Debemos empezar a reconocer que las peleas entre los hermanos es algo relativamente normal. Pero reconocerlo no sirve de nada cuando el mal ambiente que ello genera y los gritos irrumpen en la tranquilidad de la casa.

Es importante explicar  a los niños que los gritos y las disputas no ayudan a arreglar los conflictos y que se deben aprender alternativas a esta situación. Es cierto también que los niños suelen discutir por las cuestiones más nimias.

La experiencia ha logrado que los padres acaben aprendiendo para ofrecer soluciones que  sustituyan los enfrentamientos por la cooperación entre hermanos. Algunas de estas estrategias van a ser resumidas a continuación.

Los niños deben aprender que cada acción tiene sus consecuencias, no hablamos de castigo, pero sí de que la actuación o el comportamiento inadecuados de los niños deben tener unas consecuencias negativas para ellos.

Es necesario aclarar bien la situación motivo del conflicto, incluso actuando como investigadores buscando evidencias de lo ocurrido entre los hermanos en la situación que ha provocado el conflicto. También es importante y necesario actuar con unas indicaciones claras en cuanto al fin que se quiere conseguir con ellos, no se debe actuar como juez, no se puede legislar el cariño entre hermanos, pero sí se puede explicar muy bien qué es lo que los padres esperamos de nuestros hijos.

La negociación es también algo muy importante, pero siempre hay que llevarla a cabo cuando los niños se encuentran calmados.
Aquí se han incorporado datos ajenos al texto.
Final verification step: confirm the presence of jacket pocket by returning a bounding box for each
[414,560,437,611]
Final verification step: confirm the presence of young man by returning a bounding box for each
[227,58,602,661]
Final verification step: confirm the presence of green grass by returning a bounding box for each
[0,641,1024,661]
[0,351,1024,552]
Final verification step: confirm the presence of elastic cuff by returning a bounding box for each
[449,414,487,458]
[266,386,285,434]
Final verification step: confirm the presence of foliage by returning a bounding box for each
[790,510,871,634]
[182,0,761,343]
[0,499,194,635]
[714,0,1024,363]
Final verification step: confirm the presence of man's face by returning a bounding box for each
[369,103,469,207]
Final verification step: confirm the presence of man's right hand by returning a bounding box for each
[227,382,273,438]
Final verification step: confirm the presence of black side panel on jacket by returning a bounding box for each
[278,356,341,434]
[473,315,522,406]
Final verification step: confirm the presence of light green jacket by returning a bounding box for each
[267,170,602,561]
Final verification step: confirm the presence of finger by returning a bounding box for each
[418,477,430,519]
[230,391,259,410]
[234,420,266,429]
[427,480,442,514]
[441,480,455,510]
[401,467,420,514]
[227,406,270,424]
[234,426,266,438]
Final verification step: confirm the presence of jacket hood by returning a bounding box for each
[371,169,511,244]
El planteamiento que debe hacerse es: tenemos un problema y debemos buscar entre todos la mejor solución.

Distraer y desviar el foco del problema hacia otro tema es una estrategia que funciona muy bien, sobre todo con niños más pequeños. Utilizar el humor es también un recurso que puede ayudar a obtener un resultado mejor en la disputa entre hermanos.
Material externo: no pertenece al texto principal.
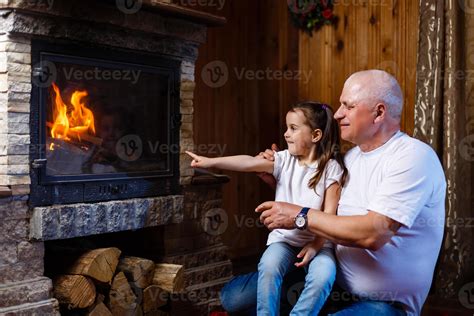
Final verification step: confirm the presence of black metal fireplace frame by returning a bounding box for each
[29,40,181,206]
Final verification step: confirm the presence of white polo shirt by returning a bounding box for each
[336,132,446,315]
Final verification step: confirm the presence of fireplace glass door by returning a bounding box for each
[32,41,180,205]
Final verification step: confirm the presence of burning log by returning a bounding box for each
[117,257,155,289]
[153,263,184,293]
[68,248,121,283]
[54,275,96,309]
[46,122,102,146]
[87,302,112,316]
[109,272,143,315]
[143,285,168,314]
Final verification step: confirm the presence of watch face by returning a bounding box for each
[295,216,306,227]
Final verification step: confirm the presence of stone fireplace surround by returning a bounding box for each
[0,0,231,315]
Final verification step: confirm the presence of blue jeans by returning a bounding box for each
[257,242,336,316]
[220,266,406,316]
[221,242,336,316]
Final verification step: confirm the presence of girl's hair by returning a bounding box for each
[290,101,348,190]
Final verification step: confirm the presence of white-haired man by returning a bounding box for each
[222,70,446,316]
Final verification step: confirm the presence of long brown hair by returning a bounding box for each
[290,101,348,190]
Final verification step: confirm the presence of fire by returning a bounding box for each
[47,83,95,150]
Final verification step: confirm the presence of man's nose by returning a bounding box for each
[334,105,344,120]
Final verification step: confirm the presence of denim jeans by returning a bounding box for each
[221,242,336,316]
[220,266,406,316]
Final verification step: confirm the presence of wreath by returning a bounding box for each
[287,0,338,35]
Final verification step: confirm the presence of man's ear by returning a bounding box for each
[311,128,323,143]
[374,103,387,123]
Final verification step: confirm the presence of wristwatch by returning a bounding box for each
[295,207,309,230]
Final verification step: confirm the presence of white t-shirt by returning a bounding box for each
[336,132,446,315]
[267,150,343,247]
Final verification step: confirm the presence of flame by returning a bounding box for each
[47,83,95,150]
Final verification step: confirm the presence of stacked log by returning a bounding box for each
[54,248,184,316]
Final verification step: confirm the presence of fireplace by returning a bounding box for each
[30,41,181,206]
[0,0,232,315]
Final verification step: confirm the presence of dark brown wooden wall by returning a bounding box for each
[194,0,418,258]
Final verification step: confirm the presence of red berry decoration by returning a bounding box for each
[287,0,338,35]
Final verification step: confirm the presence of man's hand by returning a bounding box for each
[186,151,212,168]
[295,243,321,268]
[255,201,301,230]
[256,144,279,190]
Otro aspecto que estimo importante y muy necesario en cuanto a la actuación que debemos tener con nuestros hijos cuando hay disputas entre ellos es saber dar confianza y enseñar a que reflexionen ante una invasión de su hermano, enseñando así a poner una barrera protectora ante todas aquellas conductas hirientes que se puedan emitir en una situación de conflicto que pueda hacer mella en la autoestima.